She thought. “It doesn’t matter, really. For us.”

“No, it doesn’t.”

“It’s interesting to think about, though.”

“Yeah. It raises some interesting questions for Corrections and Sacramento and police science classes.”

“And for politicians,” she added.

“Writers.”

“Priests and evangelists.”

“I’ll say, Merci.”

“I’ve always known that. Some guys are just born bad.”

“Well. I usually don’t trust things that seem simple, but in this case I just can’t help seeing it that way. It’s what I’ve gathered over the years, is all. You see what you see.”

“Hey, Hess, what if I came over?”

There was just enough of a silence to make Merci wonder if she’d done something wrong.

“That would be great,” he said. “Not much in the cupboards, though.”

“I’ll bring something to eat.”

“There’s a parking space behind the garage.”

Twenty-Five

A quick shower and clean clothes, plus Merci wanted Hess to know that she liked him now, so she tossed the old fast food and stopped for some new. She overbought, then wondered if a guy on chemo and radiation ate much of anything. Fries and shakes, hamburgers, tacos, onion rings, the works.

She was surprised to find his apartment neat and clean, the opposite of Mike’s place in Anaheim. She suspected it was a furnished rental unit until Hess told her so and removed all doubt. They sat in the living room at either end of a blue plastic couch, with the white bags strewn on the coffee table in front of them. Hess left the TV on. The windows were open and the shades up and Merci could see a pale prairie of sand topped by a black ocean topped by a blacker sky alive with stars. Voices wavered up from the sidewalk, laughter, the hiss of roller skates. Then the distant thump of waves followed by a sound like a soft drink poured over ice.

She leaned forward and ate.

“So, where were we?” she asked.

“Evil, I think.”

“I never think about evil.

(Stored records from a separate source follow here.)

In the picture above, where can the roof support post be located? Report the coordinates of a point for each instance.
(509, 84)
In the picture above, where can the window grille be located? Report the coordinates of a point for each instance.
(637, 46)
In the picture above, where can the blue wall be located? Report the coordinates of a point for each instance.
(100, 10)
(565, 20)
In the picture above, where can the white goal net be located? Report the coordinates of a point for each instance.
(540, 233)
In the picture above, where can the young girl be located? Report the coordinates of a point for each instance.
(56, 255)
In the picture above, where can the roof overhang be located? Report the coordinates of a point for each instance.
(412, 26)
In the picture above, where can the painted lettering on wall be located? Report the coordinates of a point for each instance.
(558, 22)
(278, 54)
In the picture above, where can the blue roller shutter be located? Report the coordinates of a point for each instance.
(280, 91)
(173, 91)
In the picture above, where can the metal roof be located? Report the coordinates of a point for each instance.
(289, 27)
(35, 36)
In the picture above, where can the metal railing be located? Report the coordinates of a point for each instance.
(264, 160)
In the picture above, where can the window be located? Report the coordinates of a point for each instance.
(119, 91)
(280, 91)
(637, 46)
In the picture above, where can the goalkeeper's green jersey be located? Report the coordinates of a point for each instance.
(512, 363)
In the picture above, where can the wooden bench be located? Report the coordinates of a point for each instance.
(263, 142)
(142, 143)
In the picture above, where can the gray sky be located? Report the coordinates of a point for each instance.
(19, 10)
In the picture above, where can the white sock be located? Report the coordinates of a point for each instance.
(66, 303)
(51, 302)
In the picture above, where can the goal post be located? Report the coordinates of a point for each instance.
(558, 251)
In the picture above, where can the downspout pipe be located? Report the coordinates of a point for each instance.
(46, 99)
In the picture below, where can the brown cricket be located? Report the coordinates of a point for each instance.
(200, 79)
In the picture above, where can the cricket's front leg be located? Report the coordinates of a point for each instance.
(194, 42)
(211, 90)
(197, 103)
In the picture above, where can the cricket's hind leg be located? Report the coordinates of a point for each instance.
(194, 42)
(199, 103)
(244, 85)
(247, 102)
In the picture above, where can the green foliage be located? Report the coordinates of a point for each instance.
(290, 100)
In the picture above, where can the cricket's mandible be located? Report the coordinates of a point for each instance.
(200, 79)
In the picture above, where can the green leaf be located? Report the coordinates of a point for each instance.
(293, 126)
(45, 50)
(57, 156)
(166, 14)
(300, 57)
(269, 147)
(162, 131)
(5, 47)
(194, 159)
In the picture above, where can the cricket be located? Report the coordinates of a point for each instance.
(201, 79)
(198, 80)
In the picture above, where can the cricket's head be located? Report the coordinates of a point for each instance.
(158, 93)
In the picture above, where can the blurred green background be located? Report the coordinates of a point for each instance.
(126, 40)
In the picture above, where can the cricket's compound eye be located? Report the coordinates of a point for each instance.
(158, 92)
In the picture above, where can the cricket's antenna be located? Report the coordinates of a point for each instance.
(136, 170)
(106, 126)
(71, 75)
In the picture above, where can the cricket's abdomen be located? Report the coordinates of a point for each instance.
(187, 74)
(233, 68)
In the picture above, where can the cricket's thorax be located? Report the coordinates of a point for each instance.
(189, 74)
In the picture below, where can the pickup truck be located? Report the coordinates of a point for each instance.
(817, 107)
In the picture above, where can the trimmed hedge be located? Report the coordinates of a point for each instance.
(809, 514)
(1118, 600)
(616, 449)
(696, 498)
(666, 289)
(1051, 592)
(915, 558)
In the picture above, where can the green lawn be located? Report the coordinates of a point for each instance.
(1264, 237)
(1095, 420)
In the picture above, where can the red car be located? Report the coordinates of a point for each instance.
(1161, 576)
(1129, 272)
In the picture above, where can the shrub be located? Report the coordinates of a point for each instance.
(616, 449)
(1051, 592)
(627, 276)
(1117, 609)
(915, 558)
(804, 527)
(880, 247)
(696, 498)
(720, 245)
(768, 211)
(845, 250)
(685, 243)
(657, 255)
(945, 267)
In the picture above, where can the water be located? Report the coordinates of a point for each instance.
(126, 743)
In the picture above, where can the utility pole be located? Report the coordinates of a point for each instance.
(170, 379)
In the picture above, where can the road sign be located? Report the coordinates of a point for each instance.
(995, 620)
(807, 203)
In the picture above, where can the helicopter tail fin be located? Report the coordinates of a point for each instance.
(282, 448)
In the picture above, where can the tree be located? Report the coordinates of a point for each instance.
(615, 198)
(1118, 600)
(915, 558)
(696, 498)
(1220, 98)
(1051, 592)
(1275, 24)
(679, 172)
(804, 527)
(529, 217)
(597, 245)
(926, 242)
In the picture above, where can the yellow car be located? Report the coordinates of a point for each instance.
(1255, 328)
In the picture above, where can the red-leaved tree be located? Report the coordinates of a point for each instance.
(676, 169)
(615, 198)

I just think you should be punished for what you do. Wow, these hamburgers are good.”

She looked across and saw that Hess was eating, too.

“They really are.”

“Do you eat healthy?”

“I have since the operation. Before, anything went.”

“How come you aren’t fat? Alcohol is really high in calories, you know.”

“Metabolism.”

“Yeah, and thirty years of cigarettes.”

“Fifty-five.”

“You really are old.”

He chuckled but that was all.

“I’ve got a terrible diet,” she confessed. “I actually like cooking, but not for just me. So it’s stuff like this half the time, decent stuff the other half.”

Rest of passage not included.